Golubev, ranked 98th in the world, had the world number two on the run in both the second and third sets.
But the Spaniard saved seven set points in the second and rallied from two breaks down in the third to keep his dream of defending his title alive.
"Well, I was a little bit lucky to win today in straight sets," admitted Nadal, who has endured early exits at Montreal and Cincinnati in the build-up to the Open.
He was broken six times in the two-hour, 49-minute match, - losing his serve one time more than he did in the whole of last year's tournament.
Nadal, also the reigning French Open champion, held on to book a clash with France's Nicolas Mahut, who beat Colombian Robert Farah 3-6, 6-7 (4/7), 6-2, 6-4, 6-0.
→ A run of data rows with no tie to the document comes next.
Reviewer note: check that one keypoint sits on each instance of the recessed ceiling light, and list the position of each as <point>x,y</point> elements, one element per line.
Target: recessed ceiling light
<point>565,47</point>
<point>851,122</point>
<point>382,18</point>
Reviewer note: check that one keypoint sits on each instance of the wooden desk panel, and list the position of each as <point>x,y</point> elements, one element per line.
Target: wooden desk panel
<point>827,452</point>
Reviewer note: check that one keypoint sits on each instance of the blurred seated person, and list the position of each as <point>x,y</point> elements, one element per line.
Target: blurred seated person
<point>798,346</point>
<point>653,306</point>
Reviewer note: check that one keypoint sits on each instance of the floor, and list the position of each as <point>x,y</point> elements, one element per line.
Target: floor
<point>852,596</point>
Golubev came into the tournament with just six ATP tour match wins this year.
But his go-for-broke style coupled with an ability to pounce on the short ball, yielded winners and helped him to a 3-0 lead in the second set before Nadal managed to narrow the gap to 3-2.
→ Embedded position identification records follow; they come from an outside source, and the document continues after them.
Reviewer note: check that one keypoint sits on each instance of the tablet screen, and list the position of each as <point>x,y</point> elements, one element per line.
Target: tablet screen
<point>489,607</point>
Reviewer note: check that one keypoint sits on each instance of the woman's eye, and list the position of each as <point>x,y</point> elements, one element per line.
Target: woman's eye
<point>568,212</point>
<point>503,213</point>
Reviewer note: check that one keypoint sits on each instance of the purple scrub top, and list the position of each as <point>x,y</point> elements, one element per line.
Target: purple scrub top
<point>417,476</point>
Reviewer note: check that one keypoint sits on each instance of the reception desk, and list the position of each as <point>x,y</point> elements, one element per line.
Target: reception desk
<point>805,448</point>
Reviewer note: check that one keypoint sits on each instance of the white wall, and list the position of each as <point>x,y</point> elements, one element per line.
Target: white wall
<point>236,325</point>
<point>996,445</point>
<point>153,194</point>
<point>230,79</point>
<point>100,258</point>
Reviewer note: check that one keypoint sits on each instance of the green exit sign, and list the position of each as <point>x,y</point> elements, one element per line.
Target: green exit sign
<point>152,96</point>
Golubev immediately broke back, and fought off two break points to take a 5-2 lead.
Serving for the set at 5-3, Golubev ran into Nadal's iron will - taking a 40-0 lead only to see the Spaniard save five set points in that game and two more in the next.
Nadal edged ahead with a break for 6-5, giving himself a second break point when he raced forward to scoop a Golubev drop shot over the net just a fraction of a inch before it bounced a second time.
Golubev's frustration was clear as he argued vehemently that the ball had bounced twice, although the video replay clearly showed Nadal had made the play.
"My feeling was it was one bounce, but I didn't know," Nadal admitted.
However, having taken the lead, Nadal dropped his own serve, and had to go to the tiebreaker to secure the set.
He again fell two breaks down in the third set to trail 5-2, but won the last five games to secure victory.
Since losing the Wimbledon final - and his world number one ranking - to Novak Djokovic, Nadal has nursed a foot injury and also burned two fingers of his right hand on a piping hot plate at a Cincinnati restaurant.
"The fingers are much better," said Nadal, who still had them bandaged but without the bulky padding he needed in Cincinnati.
"So the problem is not the blisters right now. It's just the problem of position to hit the backhand more inside the court, to play the backhand with a little bit more confidence."
Indeed, Nadal added, confidence will be the key if he is to reach the final and a possible showdown with Djokovic.
"I didn't play a lot this summer," he said. "It's normal to start with doubts, with more nerves.
"You have to find your confidence. The confidence is spending hours on court, competing better, winning matches. Today was one of the matches."